As the temperature rises and students’ focus on schoolwork lowers, it is clear that we are nearing that magical time of year; a season incomparable to springtime or even the holidays. It is a season where the nights get longer and our list of worries gets shorter. Yes, day by day, hour by grueling hour, we are working our way closer to the glorious summer of 2014. And, while most of us (myself included) are busy planning how we will spend these 10 weeks of freedom, the last thing on our minds is employment. Therefore, your dedicated staff at the Rampage has worked tirelessly to compile this guide for summer employment opportunities best suited for Southern’s exceptional students.
As residents in proximity to a resort town we students have been given a unique opportunity that many other teens struggle with; an abundance of summer jobs. With all the different openings on and around LBI it can be a little daunting to some, so allow us to break them down into a few, bite-sized categories to allow you to decide which job you are best suited for.
Food Service: Starting off with one of the most plentiful opportunities for employment is foodservice. This includes bussing and waiting tables, hosting/hostessing, cooking, and any kitchen work associated with working in a restaurant or eatery. In addition, more specialized eateries such as ice cream shops or snack stands are always seeking summer employees. Minimal to no training is needed depending on the equipment used. Hours are flexible due to large numbers or workers employed, and wages vary. For bussers/waiters, wages are minimal and most money is earned based on tips rather than solely a set hourly wage for a cook. This means that if you are interested in a job in this field, it is best to select an eatery that has a steady flow of customers to ensure you will be making decent tips.
Retail: Most summertime retail workers are employed at larger retail shops such as Wal-Mart or in smaller local clothing and niche tourist stores along the island. Tasks include stocking shelves, managing inventory, and helping customers. Again, little to no training is needed. This field is a bit slower paced for those who don’t want to work in the hectic, sweltering environment that is a restaurant in the summertime. Wages are fixed and are usually minimum wage at best for entry-level workers.

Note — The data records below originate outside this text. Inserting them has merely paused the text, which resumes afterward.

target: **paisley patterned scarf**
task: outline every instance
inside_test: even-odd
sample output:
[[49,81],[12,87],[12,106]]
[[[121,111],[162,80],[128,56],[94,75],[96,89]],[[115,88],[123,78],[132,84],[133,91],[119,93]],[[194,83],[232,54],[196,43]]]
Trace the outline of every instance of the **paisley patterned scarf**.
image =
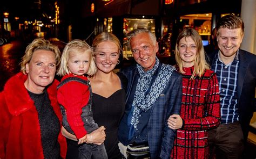
[[[139,123],[138,119],[141,111],[146,112],[151,108],[169,81],[170,77],[171,76],[170,70],[174,70],[174,68],[171,66],[162,64],[159,74],[151,86],[149,88],[153,75],[159,64],[159,60],[157,58],[156,59],[156,62],[153,68],[146,72],[141,66],[137,65],[140,77],[132,103],[134,110],[131,120],[131,124],[136,130],[138,130],[137,124]],[[150,91],[146,94],[149,89]]]

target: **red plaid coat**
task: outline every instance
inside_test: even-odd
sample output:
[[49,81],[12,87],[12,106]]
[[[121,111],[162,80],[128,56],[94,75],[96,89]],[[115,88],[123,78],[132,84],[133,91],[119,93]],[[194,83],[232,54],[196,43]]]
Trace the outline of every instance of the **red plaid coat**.
[[207,70],[202,77],[190,80],[193,67],[184,68],[180,117],[172,158],[207,158],[207,131],[220,122],[220,97],[216,75]]

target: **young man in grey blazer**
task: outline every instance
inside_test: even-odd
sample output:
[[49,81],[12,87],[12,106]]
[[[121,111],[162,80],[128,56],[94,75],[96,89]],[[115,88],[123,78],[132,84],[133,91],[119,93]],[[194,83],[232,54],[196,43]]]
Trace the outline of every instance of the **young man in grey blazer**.
[[221,120],[208,132],[211,157],[215,151],[216,158],[241,158],[256,110],[256,55],[239,49],[244,28],[240,17],[224,16],[216,28],[219,49],[208,56],[219,81]]

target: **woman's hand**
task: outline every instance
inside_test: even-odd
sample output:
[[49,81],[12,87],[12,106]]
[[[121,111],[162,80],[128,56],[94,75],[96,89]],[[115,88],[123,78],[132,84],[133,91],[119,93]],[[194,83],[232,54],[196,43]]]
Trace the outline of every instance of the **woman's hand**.
[[78,139],[78,144],[82,144],[87,141],[87,135],[85,135],[84,137]]
[[106,138],[106,134],[105,134],[105,129],[106,128],[103,126],[102,126],[97,129],[87,134],[86,143],[93,143],[97,145],[102,144],[104,142]]
[[[105,130],[106,128],[102,126],[98,129],[95,130],[90,134],[87,134],[86,143],[93,143],[97,145],[102,144],[105,141],[106,138],[106,134],[105,134]],[[64,127],[62,127],[62,133],[65,138],[74,141],[78,141],[76,136],[69,133]],[[82,139],[82,138],[81,138]],[[79,141],[78,141],[78,144]]]
[[168,119],[168,127],[172,129],[177,129],[182,127],[182,118],[178,114],[173,114]]
[[69,133],[65,129],[65,128],[64,127],[62,127],[62,134],[66,138],[72,140],[76,141],[78,141],[77,138],[76,137],[76,136],[75,136],[74,135]]

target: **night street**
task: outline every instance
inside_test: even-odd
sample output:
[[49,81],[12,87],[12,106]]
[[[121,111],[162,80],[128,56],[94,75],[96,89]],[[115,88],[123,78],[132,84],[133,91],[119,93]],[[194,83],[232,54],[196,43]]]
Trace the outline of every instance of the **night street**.
[[19,63],[26,45],[21,41],[14,40],[0,46],[0,91],[3,90],[6,81],[19,71]]

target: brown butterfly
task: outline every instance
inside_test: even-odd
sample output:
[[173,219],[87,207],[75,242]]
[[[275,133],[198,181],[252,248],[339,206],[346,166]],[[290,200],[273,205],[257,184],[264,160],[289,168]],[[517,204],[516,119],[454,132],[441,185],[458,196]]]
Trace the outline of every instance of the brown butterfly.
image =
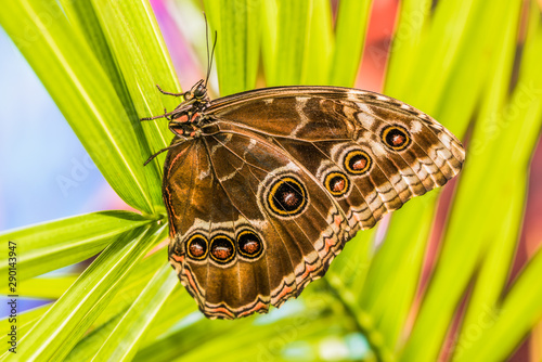
[[[162,89],[160,89],[162,91]],[[209,101],[201,80],[167,117],[169,261],[211,319],[264,313],[321,277],[345,243],[461,170],[460,141],[391,98],[278,87]],[[154,157],[154,156],[153,156]]]

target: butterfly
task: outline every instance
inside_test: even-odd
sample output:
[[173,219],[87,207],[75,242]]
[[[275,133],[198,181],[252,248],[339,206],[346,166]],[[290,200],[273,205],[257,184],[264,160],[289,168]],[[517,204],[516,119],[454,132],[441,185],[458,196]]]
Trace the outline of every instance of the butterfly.
[[210,319],[297,297],[358,231],[465,159],[439,122],[383,94],[304,86],[210,101],[206,83],[158,87],[184,101],[144,119],[166,117],[175,134],[160,151],[169,261]]

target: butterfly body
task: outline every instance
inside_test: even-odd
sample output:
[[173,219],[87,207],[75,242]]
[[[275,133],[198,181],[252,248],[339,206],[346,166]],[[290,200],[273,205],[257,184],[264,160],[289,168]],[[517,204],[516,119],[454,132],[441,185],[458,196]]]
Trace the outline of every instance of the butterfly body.
[[464,160],[436,120],[369,91],[188,93],[166,114],[176,137],[163,196],[169,260],[208,318],[298,296],[358,231],[443,185]]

Despite this, you would be wise to apply at stores you frequently shop at as they more often than not give out employee discounts that can make up for the pay drop.
Camps: For the teen more interested in spending their summer outdoors than cooped inside, camp counselor may be for you. This job allows you to spend time outdoors, mentor younger kids and help them to develop new skills. Needless to say, patience and skill working with children is a must. Another pro of this job aside from all the time being paid to work outdoors is that it teaches many useful life skills such as conflict resolution as well as communication with other. Wages are also flexible, as well as hours, and some training may be required such as CPR.

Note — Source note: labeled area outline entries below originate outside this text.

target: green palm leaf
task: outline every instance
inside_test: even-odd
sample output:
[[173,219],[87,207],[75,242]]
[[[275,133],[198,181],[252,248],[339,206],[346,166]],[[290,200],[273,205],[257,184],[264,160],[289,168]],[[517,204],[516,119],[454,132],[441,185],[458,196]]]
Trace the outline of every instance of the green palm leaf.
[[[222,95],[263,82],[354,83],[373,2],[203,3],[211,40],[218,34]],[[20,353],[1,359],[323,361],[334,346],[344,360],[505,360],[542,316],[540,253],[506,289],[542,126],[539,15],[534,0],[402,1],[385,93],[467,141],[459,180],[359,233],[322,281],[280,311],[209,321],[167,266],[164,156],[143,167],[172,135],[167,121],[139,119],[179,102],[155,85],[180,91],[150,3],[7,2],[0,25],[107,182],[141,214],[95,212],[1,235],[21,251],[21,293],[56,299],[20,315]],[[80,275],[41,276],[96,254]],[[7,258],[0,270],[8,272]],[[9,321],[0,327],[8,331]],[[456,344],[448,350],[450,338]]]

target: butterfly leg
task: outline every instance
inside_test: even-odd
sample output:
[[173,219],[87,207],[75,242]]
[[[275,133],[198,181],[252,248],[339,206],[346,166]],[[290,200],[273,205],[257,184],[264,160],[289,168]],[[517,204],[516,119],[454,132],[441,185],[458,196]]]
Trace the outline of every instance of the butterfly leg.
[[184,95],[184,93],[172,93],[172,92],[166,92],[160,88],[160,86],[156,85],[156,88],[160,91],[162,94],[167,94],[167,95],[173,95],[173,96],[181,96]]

Lifeguarding: The final job on our list (and my personal favorite) is lifeguarding at a pool or on the beach. Once again living near LBI gives us access to the six beach patrols that protect its beaches as well as several local swimming pools. Both positions require extensive training, a high maturity level and people skills, and most of all a level head. The tradeoff is the opportunity to protect the lives of thousands of people; a truly rewarding experience. Also, being paid to be on the beach for eight hours a day doesn’t hurt either. For ocean lifeguards, wages vary by patrol, but are set at a minimum and increase each continuous summer until the max is reached. Obviously much training is required including but not limited to; CPR, Emergency Response training, rescue techniques, and ocean safety courses.
In short, it is easy to see that there is no shortage of employment opportunities in our area for the summer. No matter what your personality or skillset, there is a job out there that is a good fit for you. But remember, it is not a career, just a summer job to help pay the bills, so don’t feel as though you’re there for life. We at the Rampage hope this guide has helped a bit in your search for summertime employment, and wish you the reader the best of luck in all your dog day endeavors.